(PRWEB) March 10, 2013
Professor Virgil Stenberg, Ph.D., debunks the cortisone side effect myth and demonstrates effectiveness of a new cortisone use method.
Only two medicines have received the rare honor and prestige associated with the Nobel Prize: insulin and cortisone.
Medical industry has embraced insulin as a life-sustaining medicine for lifetime diabetes control.
On the other hand, medical industry has restricted cortisone to the minor role of resolving inflammation emergencies because of its side effects.
Stenberg, medical director of the Helen Foundation, noted that the medical industry restriction conflicts with elementary medical knowledge: hormones have no side effects, and cortisone is a hormone.
“To resolve the conflict, it became necessary to look beyond cortisone the medicine to cortisone the hormone,” Stenberg explained.
As a hormone, cortisone is in the blood at all times. There is a safe operating range of cortisone within the blood like there is a safe operating range of oil within an automobile engine. If this safe operating range is exceeded, Cushing’s syndrome appears. When the cortisone concentration is lower than the safe operating range, Addison’s disease threatens.
The relationship between arthritis inflammation and hormone cortisone within the body has been inadequately defined.
Normally, inflammation with its pain, swelling and redness is caused by an injury. The natural role of new inflammation is to prevent infection. After the danger of infection is passed, inflammation is terminated, and the injury heals.
Stenberg discovered inflammation is terminated by an on-demand, short-duration, huge cortisone pulse in the blood. As this pulse weakens, new inflammation lasts too long and evolves into old inflammation.
To bring his wife Helen’s severe, refractory arthritis under control, Stenberg designed replacement cortisone tablet use to timely restore the pulse to its working size.
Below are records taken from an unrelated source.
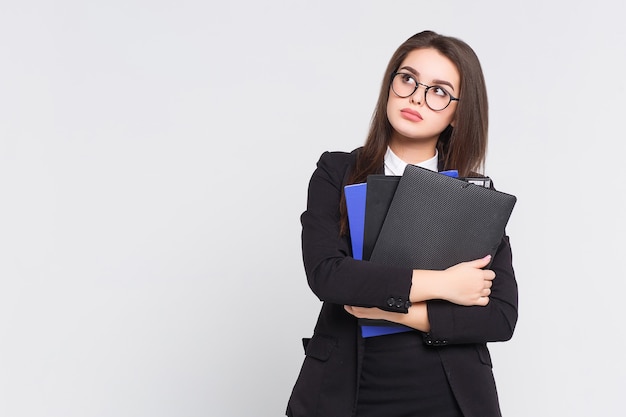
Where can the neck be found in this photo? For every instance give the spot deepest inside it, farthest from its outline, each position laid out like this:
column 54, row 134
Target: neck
column 413, row 153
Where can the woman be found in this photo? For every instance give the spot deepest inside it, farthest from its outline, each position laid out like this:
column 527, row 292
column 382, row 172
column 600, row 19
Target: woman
column 431, row 112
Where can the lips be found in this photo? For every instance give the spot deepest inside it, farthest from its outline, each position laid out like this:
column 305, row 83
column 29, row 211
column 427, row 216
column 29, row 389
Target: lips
column 411, row 115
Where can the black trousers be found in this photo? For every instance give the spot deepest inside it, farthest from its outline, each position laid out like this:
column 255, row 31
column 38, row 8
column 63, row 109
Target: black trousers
column 403, row 377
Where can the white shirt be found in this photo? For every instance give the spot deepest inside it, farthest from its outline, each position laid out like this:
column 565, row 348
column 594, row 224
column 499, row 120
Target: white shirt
column 395, row 166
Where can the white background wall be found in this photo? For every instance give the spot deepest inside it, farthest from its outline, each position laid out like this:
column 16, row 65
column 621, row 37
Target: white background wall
column 154, row 159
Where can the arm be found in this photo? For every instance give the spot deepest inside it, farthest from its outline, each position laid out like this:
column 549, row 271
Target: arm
column 445, row 322
column 333, row 275
column 336, row 277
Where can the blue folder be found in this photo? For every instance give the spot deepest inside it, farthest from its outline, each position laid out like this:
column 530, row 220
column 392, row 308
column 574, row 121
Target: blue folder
column 356, row 197
column 355, row 204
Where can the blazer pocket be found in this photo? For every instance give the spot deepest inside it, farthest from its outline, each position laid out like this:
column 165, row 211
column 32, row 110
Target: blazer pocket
column 319, row 347
column 483, row 354
column 313, row 378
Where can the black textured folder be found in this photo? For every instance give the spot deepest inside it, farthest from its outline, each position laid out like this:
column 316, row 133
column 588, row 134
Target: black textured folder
column 435, row 221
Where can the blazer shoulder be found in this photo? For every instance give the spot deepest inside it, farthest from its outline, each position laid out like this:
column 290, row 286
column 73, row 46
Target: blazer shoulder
column 338, row 160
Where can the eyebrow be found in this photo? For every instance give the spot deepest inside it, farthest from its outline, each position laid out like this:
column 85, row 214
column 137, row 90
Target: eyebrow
column 414, row 72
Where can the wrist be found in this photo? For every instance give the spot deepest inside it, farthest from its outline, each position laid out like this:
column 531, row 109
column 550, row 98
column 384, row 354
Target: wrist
column 426, row 285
Using his design, Helen lost all pain and swelling in the first weeks and has remained as such for decades without cortisone side effects.
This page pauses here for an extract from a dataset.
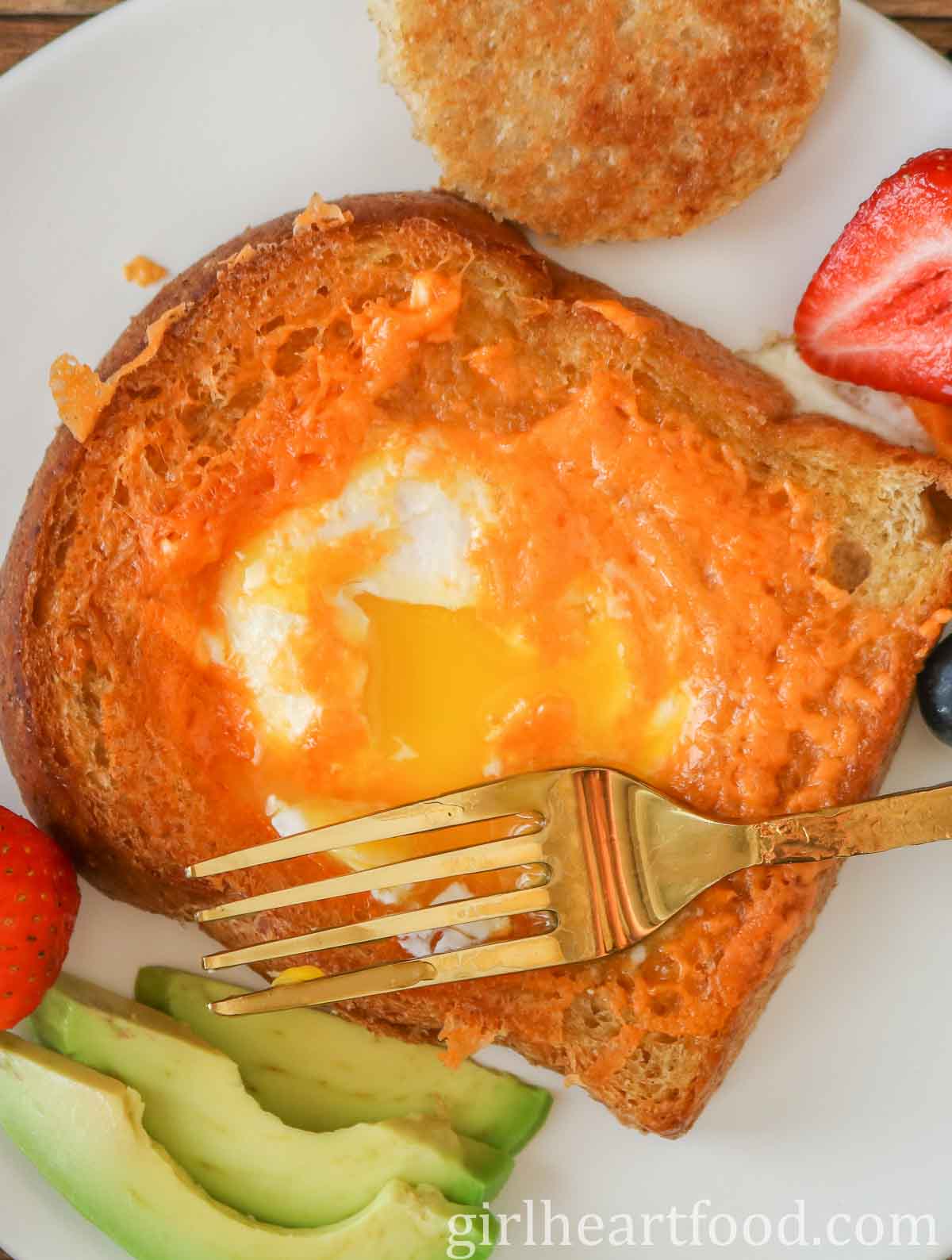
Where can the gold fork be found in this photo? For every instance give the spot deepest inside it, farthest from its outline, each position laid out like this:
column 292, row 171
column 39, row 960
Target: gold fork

In a double-blind clinical trial on rheumatoid arthritis patients using the Stenberg treatment design (microdose therapy meaning a small amount of cortisone as needed), the results proved superior to standard treatments and with no significant side effects. Hamdy Kh Koryem of the University of Alexandra (Egypt) repeated the Stenberg double-blind clinical trial with near identical results. In a subsequent open, multi-clinic, study on 244 rheumatoid arthritis patients, the double-blind clinical trial results were again confirmed.
Stenberg adds, “Old inflammation has many names: rheumatoid arthritis when in the joints, bursitis in the bursa, myocytis in the muscles, pancreatitis in the pancreas, carditis in the heart, and so forth. One treatment that perfectly controls old inflammation should control all. Thus far, the Helen Foundation has applied microdose therapy to 26 diseases and disorders of inflammation for 1,890 patients all with superior results and no significant side effects.”
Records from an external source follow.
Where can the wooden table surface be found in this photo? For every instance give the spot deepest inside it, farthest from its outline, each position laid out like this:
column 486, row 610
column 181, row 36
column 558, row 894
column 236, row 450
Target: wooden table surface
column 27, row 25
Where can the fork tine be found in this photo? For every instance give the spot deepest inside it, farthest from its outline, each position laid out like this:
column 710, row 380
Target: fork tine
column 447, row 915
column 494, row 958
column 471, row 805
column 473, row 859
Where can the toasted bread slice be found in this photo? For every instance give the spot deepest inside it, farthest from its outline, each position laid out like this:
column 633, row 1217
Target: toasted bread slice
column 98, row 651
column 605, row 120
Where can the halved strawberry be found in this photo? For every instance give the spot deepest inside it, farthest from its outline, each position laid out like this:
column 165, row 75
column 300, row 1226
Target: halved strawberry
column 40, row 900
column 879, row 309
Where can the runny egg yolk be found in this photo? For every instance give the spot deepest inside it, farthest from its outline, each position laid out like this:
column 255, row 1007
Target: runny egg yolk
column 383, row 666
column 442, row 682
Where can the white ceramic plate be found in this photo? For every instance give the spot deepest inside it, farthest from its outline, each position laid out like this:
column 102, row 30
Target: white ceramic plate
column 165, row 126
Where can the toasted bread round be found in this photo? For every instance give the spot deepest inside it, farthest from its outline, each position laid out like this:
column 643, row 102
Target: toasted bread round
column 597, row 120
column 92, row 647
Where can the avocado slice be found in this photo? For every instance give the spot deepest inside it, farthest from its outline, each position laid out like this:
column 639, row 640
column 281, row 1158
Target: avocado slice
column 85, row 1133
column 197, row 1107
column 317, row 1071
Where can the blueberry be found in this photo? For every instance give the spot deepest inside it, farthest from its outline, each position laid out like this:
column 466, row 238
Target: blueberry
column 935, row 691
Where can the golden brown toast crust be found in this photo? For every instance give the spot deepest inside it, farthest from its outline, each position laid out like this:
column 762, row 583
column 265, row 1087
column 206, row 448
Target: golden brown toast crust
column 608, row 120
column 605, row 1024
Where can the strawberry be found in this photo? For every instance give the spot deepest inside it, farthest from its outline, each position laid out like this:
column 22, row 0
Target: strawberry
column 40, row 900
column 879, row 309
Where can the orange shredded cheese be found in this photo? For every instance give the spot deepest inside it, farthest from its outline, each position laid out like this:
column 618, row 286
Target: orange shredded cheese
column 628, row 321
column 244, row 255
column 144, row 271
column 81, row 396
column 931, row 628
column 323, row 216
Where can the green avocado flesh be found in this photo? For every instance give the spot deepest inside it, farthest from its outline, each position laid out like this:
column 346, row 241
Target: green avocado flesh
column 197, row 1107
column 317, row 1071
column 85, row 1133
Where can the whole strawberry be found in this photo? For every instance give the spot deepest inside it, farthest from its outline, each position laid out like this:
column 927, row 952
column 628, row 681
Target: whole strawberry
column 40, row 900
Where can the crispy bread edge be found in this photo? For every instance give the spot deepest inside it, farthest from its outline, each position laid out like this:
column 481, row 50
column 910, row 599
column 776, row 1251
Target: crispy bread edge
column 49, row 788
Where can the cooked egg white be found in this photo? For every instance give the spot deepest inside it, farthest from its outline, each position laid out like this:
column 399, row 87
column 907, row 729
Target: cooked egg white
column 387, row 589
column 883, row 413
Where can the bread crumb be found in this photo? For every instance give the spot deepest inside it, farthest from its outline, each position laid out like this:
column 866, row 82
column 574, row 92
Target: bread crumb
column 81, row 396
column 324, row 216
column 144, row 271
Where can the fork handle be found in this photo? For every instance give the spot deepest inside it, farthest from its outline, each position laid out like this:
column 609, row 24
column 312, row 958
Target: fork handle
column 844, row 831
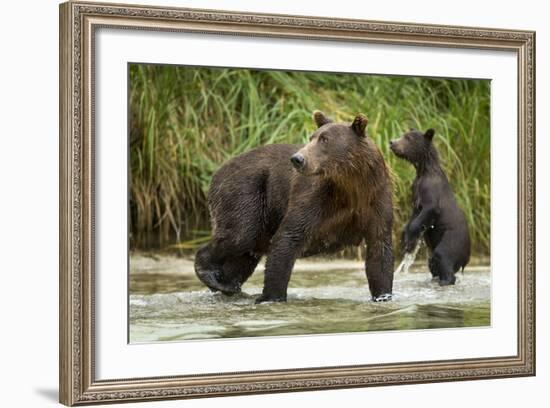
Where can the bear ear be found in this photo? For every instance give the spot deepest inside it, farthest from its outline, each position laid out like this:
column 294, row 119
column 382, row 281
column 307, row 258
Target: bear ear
column 359, row 125
column 320, row 118
column 429, row 134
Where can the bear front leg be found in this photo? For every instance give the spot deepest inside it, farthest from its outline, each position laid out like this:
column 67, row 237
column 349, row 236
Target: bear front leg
column 379, row 268
column 287, row 244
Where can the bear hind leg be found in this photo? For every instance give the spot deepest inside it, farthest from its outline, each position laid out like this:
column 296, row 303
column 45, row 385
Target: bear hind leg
column 209, row 269
column 441, row 267
column 237, row 269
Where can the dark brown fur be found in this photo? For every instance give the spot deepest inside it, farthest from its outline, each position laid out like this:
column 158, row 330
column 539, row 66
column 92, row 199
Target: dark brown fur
column 436, row 215
column 338, row 195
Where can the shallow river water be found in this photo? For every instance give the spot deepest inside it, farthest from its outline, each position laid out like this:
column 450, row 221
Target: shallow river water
column 168, row 303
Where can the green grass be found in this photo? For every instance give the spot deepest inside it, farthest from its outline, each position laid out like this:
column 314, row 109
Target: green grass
column 186, row 122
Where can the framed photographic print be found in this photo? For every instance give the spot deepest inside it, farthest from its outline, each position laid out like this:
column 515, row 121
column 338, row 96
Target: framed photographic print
column 256, row 203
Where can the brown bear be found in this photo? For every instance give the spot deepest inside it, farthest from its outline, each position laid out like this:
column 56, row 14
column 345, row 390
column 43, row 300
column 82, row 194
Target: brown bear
column 435, row 211
column 291, row 201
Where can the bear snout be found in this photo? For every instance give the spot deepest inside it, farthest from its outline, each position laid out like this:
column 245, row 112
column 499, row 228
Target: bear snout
column 298, row 161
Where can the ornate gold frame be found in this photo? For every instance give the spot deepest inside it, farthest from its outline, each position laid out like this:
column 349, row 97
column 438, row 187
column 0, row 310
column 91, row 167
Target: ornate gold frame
column 78, row 22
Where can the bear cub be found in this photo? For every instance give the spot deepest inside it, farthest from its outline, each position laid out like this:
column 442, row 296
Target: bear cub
column 435, row 211
column 289, row 201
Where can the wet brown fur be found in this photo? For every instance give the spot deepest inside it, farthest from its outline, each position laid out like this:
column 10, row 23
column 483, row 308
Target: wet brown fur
column 260, row 205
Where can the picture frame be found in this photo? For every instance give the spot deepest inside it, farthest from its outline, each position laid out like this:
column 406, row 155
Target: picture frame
column 79, row 22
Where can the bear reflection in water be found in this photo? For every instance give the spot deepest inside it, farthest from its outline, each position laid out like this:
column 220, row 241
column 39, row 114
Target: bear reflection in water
column 289, row 201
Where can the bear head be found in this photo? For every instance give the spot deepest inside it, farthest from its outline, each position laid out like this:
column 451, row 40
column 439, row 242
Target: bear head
column 331, row 147
column 413, row 146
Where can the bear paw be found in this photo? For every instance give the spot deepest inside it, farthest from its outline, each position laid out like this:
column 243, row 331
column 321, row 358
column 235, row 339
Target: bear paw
column 269, row 298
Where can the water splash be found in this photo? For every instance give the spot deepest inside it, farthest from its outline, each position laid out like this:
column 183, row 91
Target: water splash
column 168, row 306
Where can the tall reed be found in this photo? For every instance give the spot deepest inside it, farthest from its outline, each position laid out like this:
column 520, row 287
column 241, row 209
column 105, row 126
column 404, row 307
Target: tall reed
column 185, row 122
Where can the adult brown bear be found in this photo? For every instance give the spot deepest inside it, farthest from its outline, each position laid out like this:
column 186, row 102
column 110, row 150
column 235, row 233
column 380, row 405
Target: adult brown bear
column 291, row 201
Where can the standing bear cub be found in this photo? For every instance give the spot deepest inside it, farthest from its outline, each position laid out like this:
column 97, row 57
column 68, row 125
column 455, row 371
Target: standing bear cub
column 289, row 201
column 435, row 211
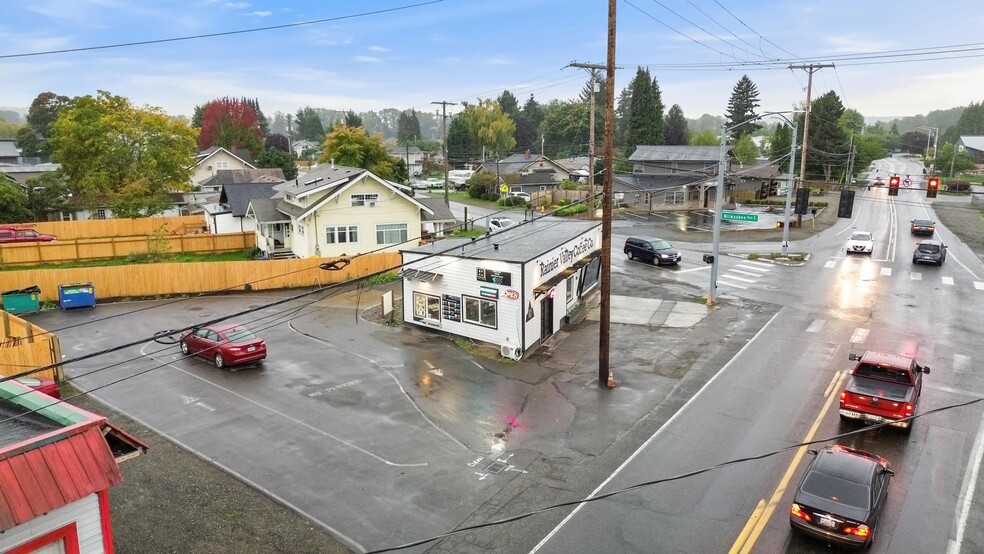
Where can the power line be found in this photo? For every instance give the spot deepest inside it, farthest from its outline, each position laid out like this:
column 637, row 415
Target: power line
column 221, row 34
Stenberg states “By making the conclusion ‘cortisone has side effects’, a great error in medicine has been made. No other error in medicine has caused more pain and suffering. Cortisone ‘side effects’ are merely induced Cushing’s syndrome symptoms caused by over administration of cortisone. Over administration of cortisone was due to a lack of understanding of how the body normally uses cortisone to terminate inflammation.”
Dr. Stenberg is the author of “Arthritis: The Simple Solution” and “Fibromyalgia Solved” and has been: Editor of Proceedings of the North Dakota Academy of Sciences, President, North Dakota Academy of Sciences, President, Red River Valley Chapter, American Chemical Society, President of the Board, Listen and Drop In Center, for the mentally challenged, Board member, Interscience World Conference on Inflammation, Geneva, and Lecturer in Australia, Canada, France, India, Japan, Mexico, and Switzerland.
Dr. Stenberg has published medical articles on the cortisone pulse theory (Stenberg, V.I. et al. 1990. Negative endocrine control system for inflammation in rats. Agents Actions 29: 189-195) and superior efficacy on a demonstration disease of inflammation (Stenberg, V.I. et al. 1992. Endocrine control of inflammation: rheumatoid arthritis double-blind, crossover clinical trial. Int J Clin Pharmacol Res 12: 11-18).